A paralisação dos estudantes foi aprovada no dia 20 de setembro. A pauta principal dos grevistas é o atual déficit no quadro de docentes. A USP perdeu 818 professores entre 2014 e 2023, como mostrou o Estadão. São 15% a menos de docentes, sem que tenha mudado o número de alunos, resultado de anos de crise financeira e da pandemia, quando não foram autorizadas novas contratações. A reitoria apresentou um plano de novas contratações, mas isso não acalmou os ânimos na universidade.

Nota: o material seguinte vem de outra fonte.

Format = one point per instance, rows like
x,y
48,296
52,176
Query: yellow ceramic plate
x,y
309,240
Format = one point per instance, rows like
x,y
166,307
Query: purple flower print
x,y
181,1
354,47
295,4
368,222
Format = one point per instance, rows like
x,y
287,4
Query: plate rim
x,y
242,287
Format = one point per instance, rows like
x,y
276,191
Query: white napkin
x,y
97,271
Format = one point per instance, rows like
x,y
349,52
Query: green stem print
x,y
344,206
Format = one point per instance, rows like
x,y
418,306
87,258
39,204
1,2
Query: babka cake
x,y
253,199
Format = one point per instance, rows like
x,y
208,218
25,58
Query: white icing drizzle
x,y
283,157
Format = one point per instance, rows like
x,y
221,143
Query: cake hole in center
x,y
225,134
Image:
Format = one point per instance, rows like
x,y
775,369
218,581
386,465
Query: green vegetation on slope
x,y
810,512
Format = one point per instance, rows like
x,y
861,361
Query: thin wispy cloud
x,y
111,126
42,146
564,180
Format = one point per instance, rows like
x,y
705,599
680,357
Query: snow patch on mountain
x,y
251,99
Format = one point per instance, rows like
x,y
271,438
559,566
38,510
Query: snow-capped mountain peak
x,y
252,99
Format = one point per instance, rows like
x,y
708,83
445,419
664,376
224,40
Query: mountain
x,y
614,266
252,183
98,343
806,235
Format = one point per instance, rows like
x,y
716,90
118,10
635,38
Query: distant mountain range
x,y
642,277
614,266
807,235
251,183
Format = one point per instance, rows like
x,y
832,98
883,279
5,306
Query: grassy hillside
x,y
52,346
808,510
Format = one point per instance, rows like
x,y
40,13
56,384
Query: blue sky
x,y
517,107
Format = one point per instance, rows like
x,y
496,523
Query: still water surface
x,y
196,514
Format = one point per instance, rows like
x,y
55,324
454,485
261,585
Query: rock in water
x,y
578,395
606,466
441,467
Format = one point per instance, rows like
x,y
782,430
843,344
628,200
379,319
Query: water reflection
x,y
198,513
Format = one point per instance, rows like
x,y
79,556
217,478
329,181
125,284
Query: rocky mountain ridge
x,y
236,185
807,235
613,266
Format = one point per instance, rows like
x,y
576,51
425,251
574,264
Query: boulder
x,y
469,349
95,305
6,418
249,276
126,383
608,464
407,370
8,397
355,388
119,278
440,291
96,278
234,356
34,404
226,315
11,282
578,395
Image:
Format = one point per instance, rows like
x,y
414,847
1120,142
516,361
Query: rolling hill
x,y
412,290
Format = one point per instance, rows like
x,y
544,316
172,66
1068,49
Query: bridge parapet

Na Universidade Estadual de Campinas (Unicamp), um professor ameaçou um aluno com uma faca. Os estudantes também queriam paralisar em apoio à greve da USP e dos trabalhadores do Metrô, da CPTM e da Sabesp. A Polícia Civil e a reitoria vão investigar o caso. Para o psiquiatra Daniel Martins de Barros, colunista do Estadão, a polarização não é nova, mas se acirra em um mundo mais complexo, em que as redes sociais dividem ainda mais as pessoas.